The initial problem with this is that good, ol’ Red Wheatus (Tony Shalhoub) steps in to take away funding from the CDC, so even though Team Ant Attackers (“Double-A” for short) are able to get the cut-up ant to their buddy who works for the department, the funding is slashed and the alien ant reduced to yet another piece of storage. There’s hope for this to change, however, when by the end of the episode, Ella (Jan Maxwell) proposes increasing the amount of money the CDC receives. Where this will end up is anybody’s guess, but here’s a question: if the ants were controlling Ella, a la the way they are controlling Stacie, then why would they advocate for more funding that would invariably be aimed at exposing them for who they are? Hey, man. Just a thought.

Either way, it doesn’t really matter at this point. More important this week is the fact that BrainDead gave us an entertainingly fun hour of television, and even though the series stumbled a bit last week, there’s now reason to believe the ship can be righted and it can be righted consistently.

And for as long as they keep it this exciting, there should be no reason for any of us, as viewers, to continue going about approaching this series in any “wrong” manner whatsoever.

You Might Think

Is it me, or does the political stuff seem like so much of an afterthought at this point that you wonder why this thing needs to be set in DC in the first place? Blah, blah, blah, gerrymandering, blah, blah, blah, CDC funding, blah, blah, blah. Luke (Danny Pino) can’t get anything to work. Red is obnoxiously selfish. Laurel has to deal with pissed off constituents. That whole element of this series just seems more and more irrelevant each week.

That said, you gotta think all the crop circle stuff will surface again sometime in the near future, right?

“Have you noticed in horror movies, black people die first?” Give Gustav an Emmy.

It was really, really good to see Rochelle finally get on board with Gustav. I can’t reiterate this enough. It’s been a strong pet peeve of mine for the first half of this season (what — you didn’t notice?), and when that sequence depicting her connecting the dots with “You Might Think” went down, something about the BrainDead universe magically felt right.

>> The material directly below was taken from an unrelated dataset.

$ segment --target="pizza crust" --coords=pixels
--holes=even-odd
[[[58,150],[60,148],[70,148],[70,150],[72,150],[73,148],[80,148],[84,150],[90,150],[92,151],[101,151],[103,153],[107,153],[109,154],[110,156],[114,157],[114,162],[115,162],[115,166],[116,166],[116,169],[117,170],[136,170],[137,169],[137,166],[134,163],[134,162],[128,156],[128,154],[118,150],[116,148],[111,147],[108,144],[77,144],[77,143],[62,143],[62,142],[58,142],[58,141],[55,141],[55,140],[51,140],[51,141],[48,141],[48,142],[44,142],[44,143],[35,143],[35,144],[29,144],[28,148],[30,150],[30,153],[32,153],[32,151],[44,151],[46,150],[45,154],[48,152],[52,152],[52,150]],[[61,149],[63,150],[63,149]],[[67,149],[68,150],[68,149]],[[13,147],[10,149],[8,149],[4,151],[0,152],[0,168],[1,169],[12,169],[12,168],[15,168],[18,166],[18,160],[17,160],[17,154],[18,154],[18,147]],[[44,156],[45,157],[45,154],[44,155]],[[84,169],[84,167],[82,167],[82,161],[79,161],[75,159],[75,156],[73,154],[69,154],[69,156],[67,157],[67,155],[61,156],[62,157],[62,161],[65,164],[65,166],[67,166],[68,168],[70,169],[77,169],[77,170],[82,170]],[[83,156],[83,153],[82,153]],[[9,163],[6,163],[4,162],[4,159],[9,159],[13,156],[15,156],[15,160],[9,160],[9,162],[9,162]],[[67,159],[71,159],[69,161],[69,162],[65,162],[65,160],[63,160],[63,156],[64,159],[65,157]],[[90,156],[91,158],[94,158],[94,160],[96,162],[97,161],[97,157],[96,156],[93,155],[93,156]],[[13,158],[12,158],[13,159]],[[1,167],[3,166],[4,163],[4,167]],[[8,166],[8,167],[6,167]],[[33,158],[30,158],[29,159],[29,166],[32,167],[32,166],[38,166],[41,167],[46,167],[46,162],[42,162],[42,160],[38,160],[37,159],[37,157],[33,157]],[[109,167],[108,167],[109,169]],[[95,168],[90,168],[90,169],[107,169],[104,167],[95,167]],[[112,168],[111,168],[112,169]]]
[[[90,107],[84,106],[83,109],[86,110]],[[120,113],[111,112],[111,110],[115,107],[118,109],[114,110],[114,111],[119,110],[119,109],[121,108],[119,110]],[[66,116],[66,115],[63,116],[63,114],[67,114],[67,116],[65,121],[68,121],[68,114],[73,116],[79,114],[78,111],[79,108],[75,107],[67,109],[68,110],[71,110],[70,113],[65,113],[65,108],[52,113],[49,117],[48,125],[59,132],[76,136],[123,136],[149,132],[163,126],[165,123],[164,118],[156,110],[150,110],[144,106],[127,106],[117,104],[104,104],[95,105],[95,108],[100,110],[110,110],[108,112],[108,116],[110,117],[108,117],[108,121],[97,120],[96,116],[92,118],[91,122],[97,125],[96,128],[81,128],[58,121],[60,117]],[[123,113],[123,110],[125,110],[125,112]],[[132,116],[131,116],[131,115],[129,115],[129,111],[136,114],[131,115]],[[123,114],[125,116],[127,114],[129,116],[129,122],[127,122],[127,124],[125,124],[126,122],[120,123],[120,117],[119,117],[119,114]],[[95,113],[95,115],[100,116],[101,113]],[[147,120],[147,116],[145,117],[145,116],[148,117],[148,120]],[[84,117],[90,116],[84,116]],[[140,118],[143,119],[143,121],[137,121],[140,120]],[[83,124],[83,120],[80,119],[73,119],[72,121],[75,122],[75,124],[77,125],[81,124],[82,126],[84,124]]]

So, here’s something: What if Laurel still has ants in her? I floated this last week, but it’s worth checking out again. If this series continues past its very first season, and by the time we got to the middle of that aforementioned very first season, she’d already dealt with — and subsequently won the battle against — the ants, how are we to think that she’s anything but immune to the series’ biggest villain? Thus, my wonder-out-loud-moment: Who else thinks that by the time we wrap this thing up this year, something will happen that suggests she’s still infected? If that happens, friends, only then will the fun officially begin.

Gotta feel for Gareth, right?

Enough with the fingers-as-ant-ears gag.

Are we just not going to come back to Luke’s philandering ways? I mean, what happened to all that stuff with his wife? And, kind of along those same lines, whatever happened to Gareth and Misty (Megan Hilty)?

Things I’m interested in: Any possible ant residue in Laurel’s brain. Dr. Dexter Wu (Marcus Ho). Cherry blossom connections. Voting maps. Gareth’s reactions. Stacie. The sounds of space. Rochelle’s trust. A moving severed ant leg. Why the ants didn’t climb onto Gustav or Rochelle after escaping Laurel’s head.

Things I’m not interested in: Gerrymandering. Ella. CDC funding. Almost all of what Red says. Whiny constituents. The left side of the human brain. Animal remains. Who has more votes. “I Think I Love You”. 911 operators.